For the last forever, Fantastic Fest and the Alamo Drafthouse has used a method known as Shakeyface for badge pictures. Shakeyface sounds exactly as you might imagine it sound. It involves shaking your head wildly back and forth, allowing the kind mistress Torsion to whip your softy gushy human face parts(and incidentally, intracranial parts) into a presentable cream of you. Humans are the only animals known to have used shakeyface succesfully, and it is truly what seperates us from apes and sabu's.
You wear this example of evolutionary superiority around your neck proudly, like a peacock, who got the idea to wear his tailfeathers around his neck and get women to look him in the eyes for once and stop treating him like some piece of colorful eye candy. It's a great equalizer. Now everyone can look equally ridiculous ALL of the time (as if we didn't do that already).

So I couldn't help but geeking out on shakeyfaceing a little bit.
The standard set up for shakeyface is decent camera, decent lighting, feet shoulder length apart, and try to twist your vertebrate right off. Luckily enough, at the coworking space where I work, one of our resident photographers was kind enough to help me out. With a professional grade camera set to kill a high shutter speed, they turn out something like this.
The general punched-by-the-wind look.
This flesh smearing action is desired, and will absolutely give you a massive headache for the next 2 minutes or so.

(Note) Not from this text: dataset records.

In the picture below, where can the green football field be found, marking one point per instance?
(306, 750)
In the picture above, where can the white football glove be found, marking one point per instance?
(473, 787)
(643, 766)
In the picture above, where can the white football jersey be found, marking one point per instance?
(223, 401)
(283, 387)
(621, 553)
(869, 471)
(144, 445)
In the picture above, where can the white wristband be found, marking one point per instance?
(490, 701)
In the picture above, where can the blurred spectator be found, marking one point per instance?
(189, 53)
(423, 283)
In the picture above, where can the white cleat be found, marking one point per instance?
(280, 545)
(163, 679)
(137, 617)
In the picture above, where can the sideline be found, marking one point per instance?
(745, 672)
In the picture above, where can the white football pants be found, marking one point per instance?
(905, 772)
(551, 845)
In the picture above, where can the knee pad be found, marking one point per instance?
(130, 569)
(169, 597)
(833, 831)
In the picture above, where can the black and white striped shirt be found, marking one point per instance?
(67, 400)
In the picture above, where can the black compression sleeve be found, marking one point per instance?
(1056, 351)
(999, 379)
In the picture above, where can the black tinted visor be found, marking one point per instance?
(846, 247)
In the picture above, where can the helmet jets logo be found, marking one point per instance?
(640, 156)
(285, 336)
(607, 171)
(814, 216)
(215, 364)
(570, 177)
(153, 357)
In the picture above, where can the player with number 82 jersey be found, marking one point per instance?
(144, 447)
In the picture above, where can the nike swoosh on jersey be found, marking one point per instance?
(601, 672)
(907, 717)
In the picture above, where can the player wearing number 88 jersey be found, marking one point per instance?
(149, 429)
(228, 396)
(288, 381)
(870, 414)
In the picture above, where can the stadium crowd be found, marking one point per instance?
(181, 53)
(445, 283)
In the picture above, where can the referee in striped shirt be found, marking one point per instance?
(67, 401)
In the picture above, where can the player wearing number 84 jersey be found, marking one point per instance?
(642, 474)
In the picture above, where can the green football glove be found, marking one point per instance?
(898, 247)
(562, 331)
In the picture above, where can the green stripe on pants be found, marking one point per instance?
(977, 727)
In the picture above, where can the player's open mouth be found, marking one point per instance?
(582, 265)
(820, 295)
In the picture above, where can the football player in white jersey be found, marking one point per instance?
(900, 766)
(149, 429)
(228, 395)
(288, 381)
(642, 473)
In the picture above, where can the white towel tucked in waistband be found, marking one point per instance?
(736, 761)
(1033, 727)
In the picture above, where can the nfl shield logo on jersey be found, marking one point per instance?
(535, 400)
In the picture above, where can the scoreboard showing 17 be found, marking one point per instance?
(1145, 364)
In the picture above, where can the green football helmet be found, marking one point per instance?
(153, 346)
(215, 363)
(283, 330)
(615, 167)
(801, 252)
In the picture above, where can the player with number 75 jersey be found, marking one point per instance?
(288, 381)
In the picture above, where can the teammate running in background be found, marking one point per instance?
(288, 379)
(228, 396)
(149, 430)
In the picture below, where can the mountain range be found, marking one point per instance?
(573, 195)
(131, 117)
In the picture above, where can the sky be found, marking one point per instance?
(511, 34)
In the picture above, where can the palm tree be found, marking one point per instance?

I was pretty excited with the way these turned out, but I couldn't resist trying it myself, and break out the ol' Incredible 2.

The fine Incredible 2 has a forward facing camera which makes such things like taking ones own shakeyface pictures possible (The future is here!), and because of the design of camera phones these days has nifty little feature. In order to minimize size and maximize photo quality, the camera in your phone uses a rolling shutter. Traditionally, cameras use a round aperture that opens and closes to expose the film and digital cameras use a variation on that. In a rolling shutter, a small bar passes across the lense, but never completely covers it up. You actually end up with the pixels of the photo being captured at slightly different times moving from left to right. Normally, this doesn't make a difference, but when dealing with and object moving faster than the rolling shutter was timed for produces neat results, like with my face.


Better yet, you can do it with really high speed objects like plane props. In this video captured from a Nokia, you can see this plane is shedding it's propeller blades.



Hopefully, this is the first of a couple rambling diatribes about something I find interesting. Try it out, see what looks cool. Point your iPhone/Droid/Nokia(HAH, not really) at the nearest mass of speeding cars and observe the wonders of modern technology. 10 000 years of civilization. We should be proud.